5.1.2 Claims are not denied
or paid at the POS option because a condition, which appeared to
be a serious medical condition when presenting to the ED, turns
out to be non-emergency in nature based upon the
final diagnosis (i.e., claims are not denied
in situations where the beneficiary presents to the ED with a condition
that would cause a prudent layperson to believe an emergency exists,
but the final diagnosis is determined to be a non-emergency condition.)

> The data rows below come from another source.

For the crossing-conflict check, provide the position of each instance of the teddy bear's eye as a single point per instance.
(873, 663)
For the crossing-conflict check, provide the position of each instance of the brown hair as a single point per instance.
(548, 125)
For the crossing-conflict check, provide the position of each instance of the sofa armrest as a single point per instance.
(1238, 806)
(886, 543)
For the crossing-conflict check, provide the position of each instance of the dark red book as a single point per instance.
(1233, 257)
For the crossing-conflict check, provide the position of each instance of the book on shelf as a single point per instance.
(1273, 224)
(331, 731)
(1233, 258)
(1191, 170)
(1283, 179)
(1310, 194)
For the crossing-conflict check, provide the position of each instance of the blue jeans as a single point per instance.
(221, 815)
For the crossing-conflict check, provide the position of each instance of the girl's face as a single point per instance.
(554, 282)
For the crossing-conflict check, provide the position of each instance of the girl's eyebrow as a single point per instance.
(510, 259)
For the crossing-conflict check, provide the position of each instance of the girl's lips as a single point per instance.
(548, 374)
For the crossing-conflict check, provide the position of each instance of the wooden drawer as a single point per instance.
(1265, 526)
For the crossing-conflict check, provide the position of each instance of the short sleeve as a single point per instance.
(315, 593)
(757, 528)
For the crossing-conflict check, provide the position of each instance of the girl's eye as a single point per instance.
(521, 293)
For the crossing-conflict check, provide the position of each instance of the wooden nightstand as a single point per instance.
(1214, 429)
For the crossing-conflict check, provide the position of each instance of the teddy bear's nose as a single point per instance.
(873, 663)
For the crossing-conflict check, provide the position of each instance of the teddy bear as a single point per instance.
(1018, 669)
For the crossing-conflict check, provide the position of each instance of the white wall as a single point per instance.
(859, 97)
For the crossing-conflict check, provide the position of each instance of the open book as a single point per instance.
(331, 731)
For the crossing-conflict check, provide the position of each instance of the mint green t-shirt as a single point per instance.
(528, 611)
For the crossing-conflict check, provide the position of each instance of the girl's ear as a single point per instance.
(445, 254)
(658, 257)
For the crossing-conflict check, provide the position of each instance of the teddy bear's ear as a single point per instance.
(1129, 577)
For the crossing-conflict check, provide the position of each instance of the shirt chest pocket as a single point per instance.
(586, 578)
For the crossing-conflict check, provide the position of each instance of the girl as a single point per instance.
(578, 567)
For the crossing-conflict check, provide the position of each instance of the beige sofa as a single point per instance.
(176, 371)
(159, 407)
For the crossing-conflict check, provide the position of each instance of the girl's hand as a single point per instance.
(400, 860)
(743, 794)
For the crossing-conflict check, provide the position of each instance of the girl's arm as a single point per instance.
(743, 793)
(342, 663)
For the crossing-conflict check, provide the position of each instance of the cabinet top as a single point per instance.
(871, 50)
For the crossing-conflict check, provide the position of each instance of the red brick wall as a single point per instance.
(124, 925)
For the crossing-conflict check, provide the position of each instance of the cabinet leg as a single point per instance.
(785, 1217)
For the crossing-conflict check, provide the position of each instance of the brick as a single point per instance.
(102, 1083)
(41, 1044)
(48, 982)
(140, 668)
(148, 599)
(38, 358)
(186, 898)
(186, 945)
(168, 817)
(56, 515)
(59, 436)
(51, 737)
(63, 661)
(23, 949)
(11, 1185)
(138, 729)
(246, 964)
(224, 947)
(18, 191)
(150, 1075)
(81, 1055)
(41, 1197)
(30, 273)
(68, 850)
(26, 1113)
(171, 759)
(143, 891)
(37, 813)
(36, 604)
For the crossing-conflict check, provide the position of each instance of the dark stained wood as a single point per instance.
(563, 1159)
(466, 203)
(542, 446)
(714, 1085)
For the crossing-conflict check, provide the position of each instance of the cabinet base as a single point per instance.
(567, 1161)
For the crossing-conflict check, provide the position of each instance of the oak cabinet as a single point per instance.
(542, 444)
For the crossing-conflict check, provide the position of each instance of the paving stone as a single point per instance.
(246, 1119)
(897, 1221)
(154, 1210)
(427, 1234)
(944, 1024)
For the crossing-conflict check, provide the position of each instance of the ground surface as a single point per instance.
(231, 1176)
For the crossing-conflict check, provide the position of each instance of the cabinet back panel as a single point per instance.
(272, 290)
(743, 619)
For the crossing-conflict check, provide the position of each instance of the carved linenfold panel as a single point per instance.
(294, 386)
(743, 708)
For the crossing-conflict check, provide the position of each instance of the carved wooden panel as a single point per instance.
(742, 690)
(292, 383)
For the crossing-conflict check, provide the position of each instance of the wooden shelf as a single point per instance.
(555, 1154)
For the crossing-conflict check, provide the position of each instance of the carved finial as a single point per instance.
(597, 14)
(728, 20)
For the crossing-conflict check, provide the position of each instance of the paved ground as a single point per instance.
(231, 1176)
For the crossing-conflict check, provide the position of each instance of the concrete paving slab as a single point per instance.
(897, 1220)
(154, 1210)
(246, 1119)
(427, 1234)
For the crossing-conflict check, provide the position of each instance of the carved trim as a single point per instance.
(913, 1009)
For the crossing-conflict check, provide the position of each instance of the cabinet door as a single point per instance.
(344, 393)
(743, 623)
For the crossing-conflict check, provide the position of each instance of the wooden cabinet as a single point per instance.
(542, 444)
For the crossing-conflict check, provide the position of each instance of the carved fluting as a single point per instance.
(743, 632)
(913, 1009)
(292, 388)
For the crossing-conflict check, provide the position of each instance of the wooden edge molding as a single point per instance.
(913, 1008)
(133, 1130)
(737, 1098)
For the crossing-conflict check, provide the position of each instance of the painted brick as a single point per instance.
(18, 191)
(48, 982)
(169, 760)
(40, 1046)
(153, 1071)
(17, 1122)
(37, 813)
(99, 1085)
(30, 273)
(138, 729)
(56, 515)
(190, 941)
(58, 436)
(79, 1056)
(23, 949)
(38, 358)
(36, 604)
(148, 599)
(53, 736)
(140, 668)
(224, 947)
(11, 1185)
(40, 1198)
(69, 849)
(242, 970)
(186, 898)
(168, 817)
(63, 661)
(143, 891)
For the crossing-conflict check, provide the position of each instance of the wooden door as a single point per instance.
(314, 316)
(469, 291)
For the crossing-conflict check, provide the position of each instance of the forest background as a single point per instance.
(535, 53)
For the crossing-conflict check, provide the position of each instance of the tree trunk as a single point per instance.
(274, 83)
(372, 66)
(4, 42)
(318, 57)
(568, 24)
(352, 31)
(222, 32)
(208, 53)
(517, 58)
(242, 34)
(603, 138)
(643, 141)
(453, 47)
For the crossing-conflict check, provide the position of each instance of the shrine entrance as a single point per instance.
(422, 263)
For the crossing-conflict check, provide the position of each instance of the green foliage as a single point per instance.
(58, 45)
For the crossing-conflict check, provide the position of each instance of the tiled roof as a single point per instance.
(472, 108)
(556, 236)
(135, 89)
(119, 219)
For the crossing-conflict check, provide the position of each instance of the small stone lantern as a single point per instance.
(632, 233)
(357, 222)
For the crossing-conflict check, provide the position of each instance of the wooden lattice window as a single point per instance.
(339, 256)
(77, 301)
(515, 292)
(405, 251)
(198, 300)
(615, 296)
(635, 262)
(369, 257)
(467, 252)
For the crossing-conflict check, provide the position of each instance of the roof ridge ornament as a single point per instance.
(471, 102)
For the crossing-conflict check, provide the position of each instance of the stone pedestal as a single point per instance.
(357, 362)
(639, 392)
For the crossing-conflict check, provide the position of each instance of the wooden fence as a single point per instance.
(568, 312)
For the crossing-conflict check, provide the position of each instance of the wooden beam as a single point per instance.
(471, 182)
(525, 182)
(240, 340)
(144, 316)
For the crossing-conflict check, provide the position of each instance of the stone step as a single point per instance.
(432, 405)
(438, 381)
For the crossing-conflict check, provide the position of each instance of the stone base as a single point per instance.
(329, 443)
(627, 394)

A common example of this situation is a beneficiary who seeks
treatment in the ED for chest pain, but the final diagnosis is indigestion.
5.2 Non-
TRICARE Prime
Beneficiaries
5.2.1 While non-TRICARE Prime beneficiaries
have the freedom to choose a provider of care, all TRICARE benefits
must be “medically necessary” and “appropriate medical care”. (See
the BACKGROUND section of this policy). If a beneficiary seeks treatment
in an ED and it was clearly a case of routine illness where the
beneficiary’s medical condition never was, or never appeared to
be, a condition as defined in
paragraph 4.0, then the facility charge
is denied
(i.e., the ED fee billed on the current Centers for Medicare and
Medicaid Services (CMS) forms) and the professional services
are allowed.
Other professional ancillary services, including professional components
of laboratory and radiology services, if appropriate
,
are also covered on an allowable charge basis. If
a beneficiary is referred to the ED by the contractor, (e.g., for
after hours care), the care is
allowed.
5.2.2 Claims are not denied
because a condition, which appeared to be a serious medical condition
upon presenting to the ED, turns out to be non-emergency in nature
based upon the final diagnosis. (i.e.,
claims are not denied
in situations where the beneficiary presents to the ED with a condition
that would cause a prudent layperson to believe an emergency exists,
but the final diagnosis is determined to be a non-emergency condition.)
A common example of this situation is a
beneficiary who seeks treatment in
the ED for chest pain, but the final diagnosis is indigestion.